Cristina López Schlichting

La panacea

De los sesenta a los noventa, la vacunación tuvo un halo de infalibilidad maravilloso. Los niños no comprendíamos muy bien el mecanismo, pero íbamos como corderos al matadero a ese tormento que dolía, e incluso te dejaba marcas de por vida en los brazos pero, a cambio, te salvaba rotundamente de la muerte o la discapacidad. Las vacunas –estudiábamos en el cole– habían erradicado la polio, la tos ferina, la rubéola y mil demonios más, que habían diezmado a nuestros padres y abuelos.
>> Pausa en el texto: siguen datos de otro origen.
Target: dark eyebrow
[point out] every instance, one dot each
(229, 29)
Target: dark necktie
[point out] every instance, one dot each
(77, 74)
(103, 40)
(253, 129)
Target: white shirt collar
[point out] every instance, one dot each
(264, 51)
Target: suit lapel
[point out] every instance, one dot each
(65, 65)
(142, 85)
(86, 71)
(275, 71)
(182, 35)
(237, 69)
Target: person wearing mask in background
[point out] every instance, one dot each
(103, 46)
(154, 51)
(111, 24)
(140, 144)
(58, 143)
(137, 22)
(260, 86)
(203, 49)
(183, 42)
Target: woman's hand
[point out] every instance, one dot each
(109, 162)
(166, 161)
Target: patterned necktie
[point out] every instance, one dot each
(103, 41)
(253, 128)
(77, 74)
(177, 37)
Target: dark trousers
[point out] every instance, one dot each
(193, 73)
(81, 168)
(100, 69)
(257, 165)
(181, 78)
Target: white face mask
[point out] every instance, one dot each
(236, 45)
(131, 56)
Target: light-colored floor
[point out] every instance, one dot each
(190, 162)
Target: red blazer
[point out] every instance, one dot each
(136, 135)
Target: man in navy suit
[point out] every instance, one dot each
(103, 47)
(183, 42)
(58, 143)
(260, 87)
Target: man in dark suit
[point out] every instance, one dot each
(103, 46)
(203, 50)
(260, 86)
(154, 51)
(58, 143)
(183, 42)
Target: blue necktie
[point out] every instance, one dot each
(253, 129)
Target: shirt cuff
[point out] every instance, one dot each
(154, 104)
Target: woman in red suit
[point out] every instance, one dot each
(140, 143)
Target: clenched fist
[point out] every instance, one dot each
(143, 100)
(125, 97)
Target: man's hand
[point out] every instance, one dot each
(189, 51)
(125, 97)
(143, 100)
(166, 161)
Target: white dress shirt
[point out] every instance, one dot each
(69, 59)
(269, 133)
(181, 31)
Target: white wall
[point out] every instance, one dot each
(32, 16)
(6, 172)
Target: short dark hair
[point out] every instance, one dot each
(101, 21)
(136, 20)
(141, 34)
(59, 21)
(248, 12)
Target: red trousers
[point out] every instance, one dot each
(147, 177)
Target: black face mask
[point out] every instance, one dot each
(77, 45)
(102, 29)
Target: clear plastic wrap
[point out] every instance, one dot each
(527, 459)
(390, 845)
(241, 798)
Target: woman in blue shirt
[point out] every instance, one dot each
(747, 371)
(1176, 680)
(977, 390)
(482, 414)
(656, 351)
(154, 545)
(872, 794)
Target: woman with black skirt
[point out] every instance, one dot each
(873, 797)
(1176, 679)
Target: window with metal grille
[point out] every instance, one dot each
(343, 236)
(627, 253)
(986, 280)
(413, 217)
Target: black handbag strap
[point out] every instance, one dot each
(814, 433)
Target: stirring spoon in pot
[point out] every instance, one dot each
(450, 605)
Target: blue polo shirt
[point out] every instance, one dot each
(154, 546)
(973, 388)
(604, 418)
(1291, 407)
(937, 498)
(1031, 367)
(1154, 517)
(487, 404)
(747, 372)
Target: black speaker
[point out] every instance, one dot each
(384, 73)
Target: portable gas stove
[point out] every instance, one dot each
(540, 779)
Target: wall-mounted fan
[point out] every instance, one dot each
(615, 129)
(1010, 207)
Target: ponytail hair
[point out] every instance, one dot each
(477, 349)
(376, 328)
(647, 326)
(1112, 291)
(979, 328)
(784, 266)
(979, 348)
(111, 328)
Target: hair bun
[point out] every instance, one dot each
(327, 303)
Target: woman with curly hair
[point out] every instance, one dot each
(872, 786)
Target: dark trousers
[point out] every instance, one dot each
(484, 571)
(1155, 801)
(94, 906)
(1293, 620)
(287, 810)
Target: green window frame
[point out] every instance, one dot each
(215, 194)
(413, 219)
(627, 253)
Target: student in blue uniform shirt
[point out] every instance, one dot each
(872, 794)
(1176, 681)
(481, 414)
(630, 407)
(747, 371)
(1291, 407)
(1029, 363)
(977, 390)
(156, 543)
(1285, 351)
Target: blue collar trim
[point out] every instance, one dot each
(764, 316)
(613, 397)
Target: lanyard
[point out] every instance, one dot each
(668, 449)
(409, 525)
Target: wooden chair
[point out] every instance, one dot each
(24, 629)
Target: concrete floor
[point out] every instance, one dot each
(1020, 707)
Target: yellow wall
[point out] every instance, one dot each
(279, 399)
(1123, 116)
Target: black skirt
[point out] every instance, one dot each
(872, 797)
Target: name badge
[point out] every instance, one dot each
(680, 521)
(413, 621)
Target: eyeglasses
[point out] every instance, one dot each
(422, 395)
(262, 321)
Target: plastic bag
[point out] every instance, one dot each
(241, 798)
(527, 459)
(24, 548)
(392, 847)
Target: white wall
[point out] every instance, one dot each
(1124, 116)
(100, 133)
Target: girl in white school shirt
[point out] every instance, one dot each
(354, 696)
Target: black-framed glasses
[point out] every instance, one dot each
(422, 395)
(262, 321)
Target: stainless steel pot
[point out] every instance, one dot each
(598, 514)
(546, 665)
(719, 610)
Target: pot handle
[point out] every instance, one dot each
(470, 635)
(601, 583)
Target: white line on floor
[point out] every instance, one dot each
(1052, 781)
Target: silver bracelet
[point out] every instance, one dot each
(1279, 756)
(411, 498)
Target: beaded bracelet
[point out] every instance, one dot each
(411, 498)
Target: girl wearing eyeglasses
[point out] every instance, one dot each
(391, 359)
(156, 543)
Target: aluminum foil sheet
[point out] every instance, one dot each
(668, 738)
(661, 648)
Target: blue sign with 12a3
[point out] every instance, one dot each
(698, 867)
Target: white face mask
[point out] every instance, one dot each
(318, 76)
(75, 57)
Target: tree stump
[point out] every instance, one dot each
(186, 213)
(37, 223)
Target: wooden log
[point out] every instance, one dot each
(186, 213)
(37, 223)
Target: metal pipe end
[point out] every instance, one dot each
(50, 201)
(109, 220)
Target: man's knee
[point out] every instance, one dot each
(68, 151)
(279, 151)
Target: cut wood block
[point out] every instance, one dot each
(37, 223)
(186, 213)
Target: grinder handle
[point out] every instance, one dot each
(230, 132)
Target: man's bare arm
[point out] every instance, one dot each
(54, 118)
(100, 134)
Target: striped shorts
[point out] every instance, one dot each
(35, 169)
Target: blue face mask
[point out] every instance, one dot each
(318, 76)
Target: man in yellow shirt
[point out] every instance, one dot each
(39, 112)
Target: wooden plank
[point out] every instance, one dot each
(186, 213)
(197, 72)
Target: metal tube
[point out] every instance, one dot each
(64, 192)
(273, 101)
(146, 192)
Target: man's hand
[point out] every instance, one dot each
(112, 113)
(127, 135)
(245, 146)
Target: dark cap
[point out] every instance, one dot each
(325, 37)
Las cartillas certificaban paso a paso la salud del cuerpo, como el bautismo, la comunión y la confirmación certificaban la salud del alma. Y después de tanto progreso, ahora la claridad se desdibuja. En el siglo XXI, las vacunas son objeto de controversia. Un sector de Occidente las estigmatiza, diciendo que embotan el sistema inmunológico y no son del todo eficaces. Otro recela de las autoridades y considera insuficiente el calendario oficial, por si el poder regatease la salud a los pueblos. Por un lado, se critica a las empresas farmaceúticas –que estarían creando vacunas sólo para enriquecerse–, por otro, se teme que los gobiernos de la crisis escamoteen las compras y ventas necesarias. Hasta las administraciones se pelean. La gente anda confusa y aterrorizada y cruza fronteras para comprar las dosis, como en la época del estraperlo de penicilina. Ni las vacunas son inútiles ni los ministros de Sanidad quieren matarnos. Pero a ver si encontramos freno a las atribuciones milagrosas y la falta de información y evitamos con ello el pánico de las personas poco avisadas.